On the basis of civil asset forfeiture, the IRS seized Hirsch’s money in May 2012 and held it for more than two years without issuing any charges against him. Twice, Hirsch said, the government offered settlements that would require him to surrender “a substantial portion” of the money.

“I rejected these offers as I felt that I had done nothing wrong and should not be forced to give up my hard-earned money for no reason,” Hirsch said. “I lived with that stress for over two-and-a-half years.”

Hirsch said the seizure drove his business “to the edge of insolvency,” forcing him to take extended lines of credit. In an attempt to demonstrate his innocence, he paid an accounting firm $25,000 to audit his own business.

“Government officials did not question the results of the audit and did not suggest that they were in possession of any evidence of wrongdoing by anyone associated with the business,” Hirsch said. “Nonetheless, the government still refused to return the money.”

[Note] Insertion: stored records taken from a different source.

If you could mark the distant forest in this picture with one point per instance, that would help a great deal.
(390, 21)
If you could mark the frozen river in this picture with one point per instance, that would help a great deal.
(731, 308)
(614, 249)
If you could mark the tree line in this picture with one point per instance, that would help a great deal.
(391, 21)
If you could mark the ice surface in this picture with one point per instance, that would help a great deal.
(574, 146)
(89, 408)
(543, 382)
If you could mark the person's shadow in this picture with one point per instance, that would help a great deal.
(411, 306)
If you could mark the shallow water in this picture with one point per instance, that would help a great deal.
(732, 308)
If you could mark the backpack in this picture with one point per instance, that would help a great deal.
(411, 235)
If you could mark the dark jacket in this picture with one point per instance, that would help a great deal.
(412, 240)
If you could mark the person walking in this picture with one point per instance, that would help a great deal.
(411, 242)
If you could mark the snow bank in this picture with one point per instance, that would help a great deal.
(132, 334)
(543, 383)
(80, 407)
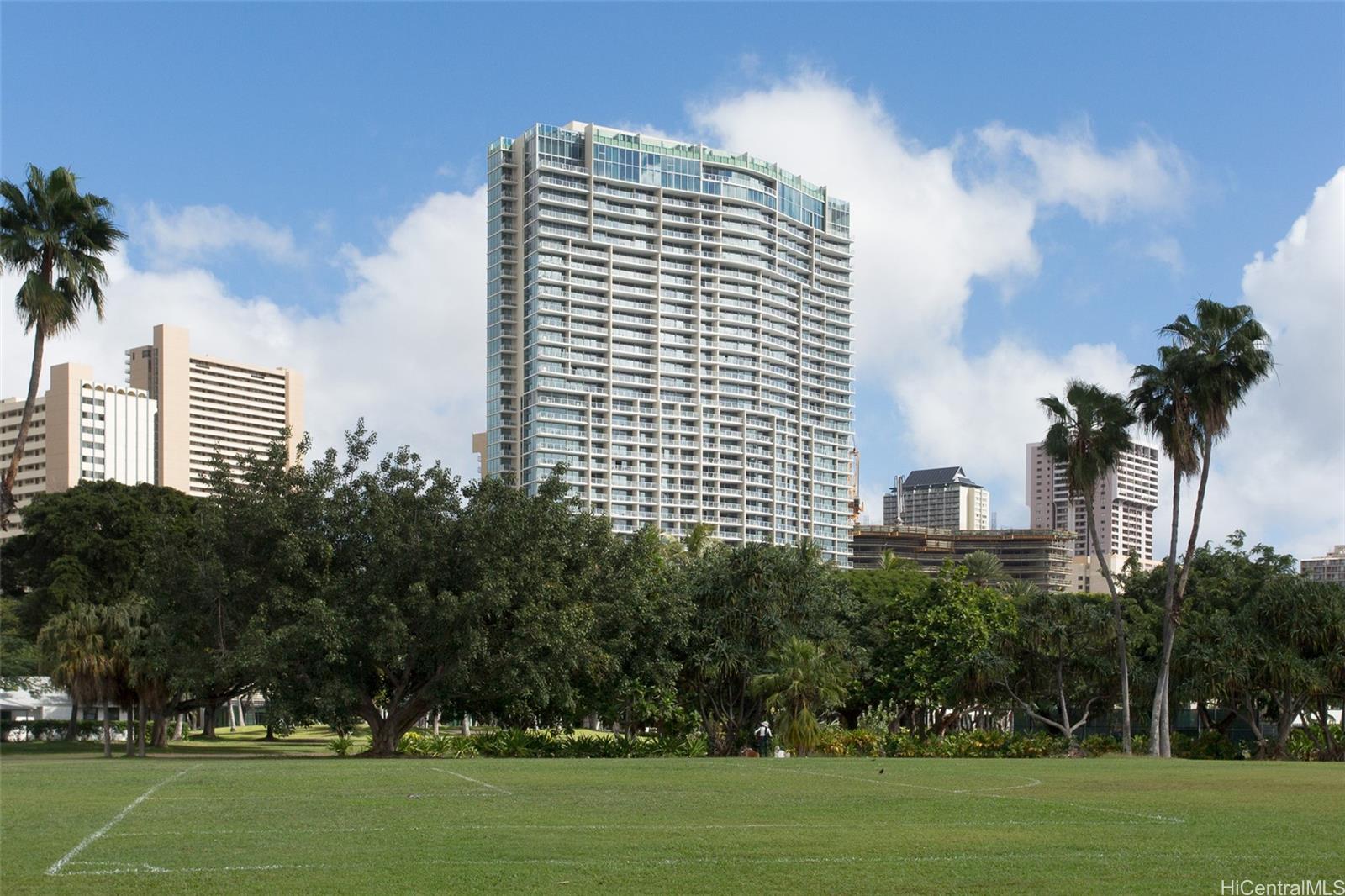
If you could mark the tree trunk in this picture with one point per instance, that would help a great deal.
(1165, 730)
(1288, 716)
(1122, 656)
(1161, 709)
(1327, 728)
(7, 499)
(1205, 448)
(1064, 704)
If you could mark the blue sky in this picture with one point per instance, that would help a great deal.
(318, 138)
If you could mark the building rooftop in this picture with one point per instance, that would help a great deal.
(938, 477)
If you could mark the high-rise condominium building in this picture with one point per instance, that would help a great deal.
(943, 498)
(208, 405)
(672, 324)
(1329, 568)
(80, 430)
(1123, 502)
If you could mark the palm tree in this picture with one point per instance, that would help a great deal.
(1021, 589)
(80, 649)
(984, 569)
(53, 235)
(1089, 430)
(1223, 354)
(806, 680)
(1163, 400)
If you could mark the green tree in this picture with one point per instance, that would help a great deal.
(984, 569)
(1221, 356)
(804, 680)
(53, 237)
(1059, 656)
(880, 598)
(89, 546)
(1163, 400)
(942, 653)
(748, 600)
(641, 630)
(1089, 430)
(85, 650)
(1262, 642)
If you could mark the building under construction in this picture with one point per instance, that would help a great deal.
(1040, 556)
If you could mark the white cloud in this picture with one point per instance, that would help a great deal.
(925, 235)
(197, 233)
(1281, 472)
(1167, 250)
(405, 342)
(1068, 168)
(921, 235)
(405, 346)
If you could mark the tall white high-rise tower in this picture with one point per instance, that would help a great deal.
(672, 324)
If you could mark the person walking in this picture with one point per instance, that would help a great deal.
(763, 735)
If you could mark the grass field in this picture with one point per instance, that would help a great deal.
(74, 824)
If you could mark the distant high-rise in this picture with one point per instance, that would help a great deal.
(208, 405)
(942, 498)
(672, 324)
(81, 430)
(1329, 568)
(1123, 502)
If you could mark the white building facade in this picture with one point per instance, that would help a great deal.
(1123, 502)
(1328, 568)
(672, 324)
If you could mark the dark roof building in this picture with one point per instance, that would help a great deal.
(1040, 556)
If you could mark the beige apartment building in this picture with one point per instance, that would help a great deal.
(1329, 568)
(941, 498)
(1039, 556)
(80, 430)
(1125, 502)
(1086, 575)
(208, 405)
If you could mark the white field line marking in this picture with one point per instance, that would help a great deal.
(472, 779)
(114, 868)
(444, 829)
(87, 841)
(990, 795)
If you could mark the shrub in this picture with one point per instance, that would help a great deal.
(1102, 744)
(342, 744)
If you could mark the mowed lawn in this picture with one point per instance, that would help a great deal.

To get seized funds back, property owners have to go to court against the Department of Justice—often a lengthy and expensive process.

In January, after a front-page story on civil asset forfeiture was published in The New York Times, the government agreed to return Hirsch’s money.

“In this country, people are supposed to be innocent until proven guilty. But, in the eyes of the IRS, I was guilty until proven innocent—forced to prove my own innocence to get my property back,” Hirsch said. “No other American should be put through the nightmare I experienced.”

But Hirsch’s case is not unique.

Documents obtained by the Institute for Justice, a national law firm that litigates property rights, show that the IRS conducted more than 2,500 of these seizures from 2005 to 2012.

In that seven-year period, the agency collected more than $242 million in suspected structuring violations. At least a third of those seizures “arose from nothing more than a series of cash transactions under $10,000, with no other criminal activity alleged,” according to the report.

And under federal law, the IRS gets to keep this money. Funds seized through civil forfeiture are deposited in the Treasury Forfeiture Fund, which is available for use by the IRS without any appropriation by Congress.

“Shockingly, the government uses the money that it takes through civil forfeiture to pad the budgets of the very agencies that seize the money,” said Johnson, who also works for the Institute for Justice. “The result is a legal system in which the deck is stacked against ordinary Americans.”

While the issue went largely unnoticed until late last year, lawmakers on Capitol Hill—both Republican and Democrat—are now looking for change from the long-embattled agency.

The House Oversight Subcommittee’s first hearing of the new Congress called on IRS Commissioner John Koskinen to testify. He was met with harsh criticism.

Rep. Mike Kelly, R-Pa., went so far as to compare civil asset forfeiture to torture. “You talk about waterboarding, this is waterboarding at its worst,” he said.

The IRS has promised to change. Koskinen apologized to the small business owners at the hearing and said the agency would no longer pursue civil seizure on structuring grounds “unless there are exceptional circumstances.”

“We’ve changed the policy from our standpoint,” Koskinen said.

But Johnson isn’t satisfied with the IRS’ promise.

“The only surefire reform of civil forfeiture is to eliminate the practice entirely, and to require all forfeiture to proceed under the criminal laws,” Johnson said. “Short of that, the IRS policy change—limiting application of the structuring laws to funds derived from illegal sources—should be codified in statute, and without any open-ended loophole for ‘exceptional’ cases.”

Many lawmakers also aren’t satisfied with the IRS’s “exceptional circumstances” standard.

In January, Sen. Rand Paul, R-Ky., and Rep. Tim Walberg, R-Mich., introduced a bill that would curb IRS forfeiture abuses by stopping the IRS from seizing funds without criminal charges and make it simpler and faster for innocent property owners to get their money back.

The bill is only in the primary stages of the legislative process, but some sort of remedial legislation is likely to receive support.

“It is wrong without any criminal evidence to seize anyone’s property,” Kelly said. “This flies in the face of everything we are as a country.”